CGMP Issues: 2020

Tuesday, August 4, 2020

DATA TRENDING

When your company team develops non-conformance / complaint / CAPA trend charts (usually from a spreadsheet), they'll need to ask the following questions and determine how to present and label / categorize the data presented so it can be acted upon (the key reason for collecting / trending in the first place):

Frequency - generally monthly presentations and also showing yearly for the bigger picture;
Areas charted, and Categories within each chart - should be based on risk of problem to the end-use / patient as no. 1, with business / financial / GMP compliance issues also important, but secondary;
Is all the above structured and presented to assist in getting to root causes, and addressing and eliminating the problem in a timely manner;
Is all the above designed to show resolution / effectiveness (e.g., a decline in the number of occurrences of each area / category) ;
How will each chart be presented to senior management; how will action be taken on each / triggers (monthly Alert at 1.96 sigma (annual); monthly Action at 3.0 sigma (annual), or ...); how will such action(s) be documented monthly (a Trend Meeting, Agenda, and Minutes?).

These (and possibly other) issues are what the CGMPs, especially CAPA (see 21 CFR 820.100 and note a.1-7) and the Trending requirements are driving. The FDA (and any QMS, i.e., ISO 13485) want companies to have quality systems in place that recognize system and product / supply chain / manufacturing / testing problems, highlight those problems (trending is part of this), and force / drive change (verified / validated / monitored for effectiveness) to eliminate those problems, then move on to the next inevitable group of problems. A proactive problem-solving system.

-- jel@jelincoln.com

Note: In calculating standard deviation for the Alert and Action levels, you should have approx. 100 data points before making that calculation, not use the monthly totals data for that calculation. JEL 06/01/2022

Tuesday, June 23, 2020

Virtual Site Inspections / Audits in Times of Pandemic, et al

an approach ...

Virtual Audits / Inspections, if applicable: Using the information in a Vendor Audit SOP /

Attachment, develop an Audit Plan / Script that can be conducted by a video

conferencing tool, e.g., Skype®, Zoom®, WebEx®, GoToMeeting®, MS-Team®,

and/or the use of a phone camera or similar. Enlist the help of a QA/QC contact

person at the vendor to assist with the video.

Then:

· Obtain e-copies, pdf, or paper copies pre-sent of the QM, SOP Index / Titles, specific applicable SOPs, Establishment Registration Number, applicable 510(k) K numbers / dates, catalog (or website screen captures), certifications, last US FDA 483 if available, and so on;

· “Tour” their facility, with their contact person taking visuals with the digital camera;

· Focus on areas of interest to you, e.g., IQC, Inventory Storage, Manufacturing, specific work stations, FG QA, post-production activities, if applicable, and similar;

· Video, smart phone photo, specific activities, specific documents related to your product (or obtain e-copies, pdf, or paper copies pre-sent;

· Request additional supplemental videos, if needed, during course of desk audit.

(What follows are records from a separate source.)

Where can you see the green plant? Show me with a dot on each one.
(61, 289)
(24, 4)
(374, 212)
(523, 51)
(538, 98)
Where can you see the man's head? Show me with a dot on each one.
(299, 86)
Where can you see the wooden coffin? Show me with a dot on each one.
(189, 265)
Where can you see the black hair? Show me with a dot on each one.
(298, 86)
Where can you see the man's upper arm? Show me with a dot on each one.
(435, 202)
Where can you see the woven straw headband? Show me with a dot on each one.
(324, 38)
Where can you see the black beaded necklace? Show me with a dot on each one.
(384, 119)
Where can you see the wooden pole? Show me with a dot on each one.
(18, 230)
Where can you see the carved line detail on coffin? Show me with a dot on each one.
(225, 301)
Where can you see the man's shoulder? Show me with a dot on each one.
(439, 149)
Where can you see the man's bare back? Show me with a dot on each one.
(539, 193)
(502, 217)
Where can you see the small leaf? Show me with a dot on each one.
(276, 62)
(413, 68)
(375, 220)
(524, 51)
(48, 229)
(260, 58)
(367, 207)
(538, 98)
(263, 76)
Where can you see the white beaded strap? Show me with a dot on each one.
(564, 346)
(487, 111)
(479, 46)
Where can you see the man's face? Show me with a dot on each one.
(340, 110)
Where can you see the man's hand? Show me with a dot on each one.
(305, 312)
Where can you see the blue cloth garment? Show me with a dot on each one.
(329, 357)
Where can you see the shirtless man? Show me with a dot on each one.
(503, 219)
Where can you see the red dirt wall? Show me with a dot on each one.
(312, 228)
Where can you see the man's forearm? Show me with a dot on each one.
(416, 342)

· Compile a written “narrative” of the video for the file (or the actual video in 21 CFR11/system-validated storage.

-- jel@jelincoln.com

Note: The above should be considered an addition to the remote audit's use of a check list and questions and answers. I've done several such remote inspections / audits, working off a check list, e.g., a general verbal description of their operation, and then the checklist's questions tied to 820 's 15 subparts (A-O), and/or ISO 13485's 4 key operational sections (4-8). I ask how they've addressed each, asking additional supplemental questions to fill in my understanding of their QMS, in some cases using their descriptions to flow chart the operation (which I include in the Report). It's where I have unanswered questions or need additional verification that I utilize the above "tour" and visual / camera copies of documentation.

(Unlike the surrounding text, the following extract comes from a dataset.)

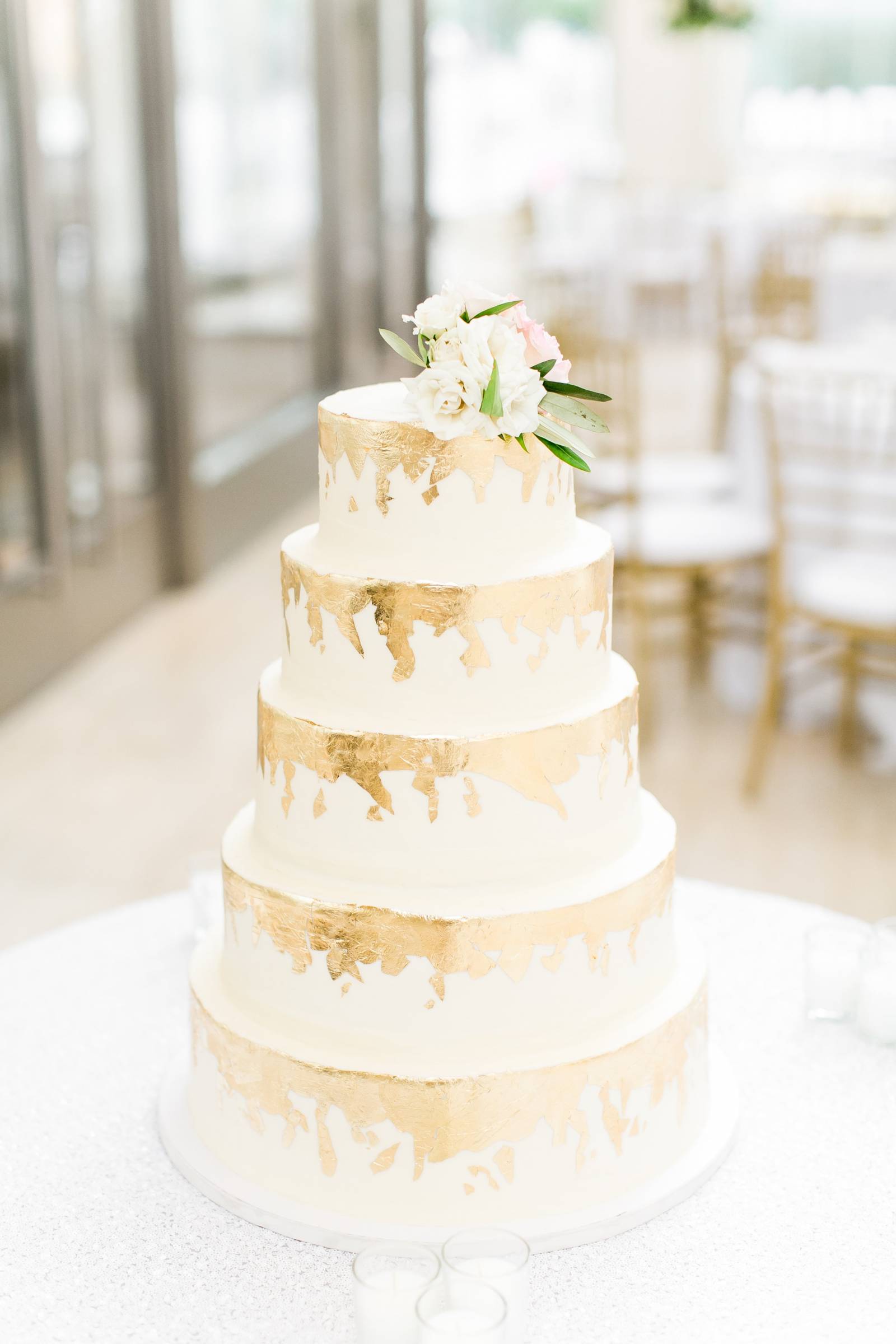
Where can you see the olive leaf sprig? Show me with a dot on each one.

I always review my draft report with their team prior to the "visit's" conclusion, and prior to submitting my final, formal report. - 06/07/2022

One Possible Approach to an Approved Vendor List

Based on part / component criticality (to patient / end user / clinician).

Based on product risk, supplier / vendor audit results, incoming QC trend data,

and other factors, a list of approved vendors, and their criticality should be

established and maintained by QA, separately, or in each vendor’s file.

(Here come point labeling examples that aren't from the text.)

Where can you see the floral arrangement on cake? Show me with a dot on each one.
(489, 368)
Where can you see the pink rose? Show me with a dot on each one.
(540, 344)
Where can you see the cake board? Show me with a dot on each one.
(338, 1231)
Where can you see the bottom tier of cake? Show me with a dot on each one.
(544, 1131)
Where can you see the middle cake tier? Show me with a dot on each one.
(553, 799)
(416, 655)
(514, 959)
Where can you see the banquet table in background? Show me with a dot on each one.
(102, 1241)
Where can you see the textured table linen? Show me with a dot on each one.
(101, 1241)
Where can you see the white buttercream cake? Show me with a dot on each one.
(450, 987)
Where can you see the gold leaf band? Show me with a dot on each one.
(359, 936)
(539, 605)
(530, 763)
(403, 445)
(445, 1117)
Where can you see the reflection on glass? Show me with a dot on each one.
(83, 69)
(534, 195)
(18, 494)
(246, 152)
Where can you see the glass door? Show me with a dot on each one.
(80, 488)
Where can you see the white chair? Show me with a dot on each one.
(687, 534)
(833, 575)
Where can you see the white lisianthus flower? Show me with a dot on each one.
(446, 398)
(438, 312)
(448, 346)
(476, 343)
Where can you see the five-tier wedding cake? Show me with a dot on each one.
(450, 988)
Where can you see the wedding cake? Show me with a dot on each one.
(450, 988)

Criticality (based on risk to the patient / end user / clinician):

Criticality Category	Ranking	Category
01. Lab services – contracted – clean room / controlled manufacturing area testing, biocompatibility, EO / BI / gamma validation and testing, GMP compatibility issues	High (Major)	Services
02. Calibration services -- contracted	High	Services
03. Patient fluid path contact	High	Parts
04. Tissue, bone and dentin contact	High	Parts
05. Sterile barrier	High	Parts
06. Sterilization services – contracted	High	Services
07. Patient contact, general	Moderate	Parts
08. Test equipment, tooling, fixturing manufacturers – company validated	Moderate	Services / Equipment
09. Equipment, tooling, fixturing; manufacturers – company validated	Low (Minor)	Services / Equipment
10. No patient contact	Low	Parts
11. Manufacturing Materials – fully removed during processing (validated)	Low	Parts

Ranking explained (reference: “Guidance for the Content of Premarket Submissions for Software Contained in Medical Devices Document”, May 11, 2005):

Ranking:	Explanation:
Major	A failure or latent flaw could directly result in death or serious injury to the patient or operator. The level of concern is also Major if a failure or latent flaw could indirectly result in death or serious injury of the patient or operator through incorrect or delayed information or through the action of a care provider.
Moderate	A failure or latent design flaw could directly result in minor injury to the patient or operator. The level of concern is also Moderate if a failure or latent flaw could indirectly result in minor injury to the patient or operator through incorrect or delayed information or through the action of a care provider.
Minor	Failures or latent design flaws are unlikely to cause any injury to the patient or operator

6.11 Critical Vendors: Suppliers / vendors ranked “High / Major” on the above tables

are determined to be “critical”. Critical suppliers are to be subjected to an initial

site (or virtual) audit. Follow-up reviews / frequency will be determined by patient /

user risk factors as mentioned above and/or a Product Risk Management File, and the

quality of their deliverables, maintenance of their CGMP compliance and/or

certifications.

The type of vendors to be considered “critical” could consist of:

Independent test labs, calibration services, contract sterilizers, manufacturers of

critical / high risk components, compliance consultants, Notified-Bodies (generally

will not be audited by the company, as they are subject to their own competent

authority oversight), and similar.

Moderate risk vendors will be subject to an initial desk audit (see Attachment 1),

supplemented by any additional follow up phone interviews (document in memo to

file) and/or e-mail correspondence (initialed and dated)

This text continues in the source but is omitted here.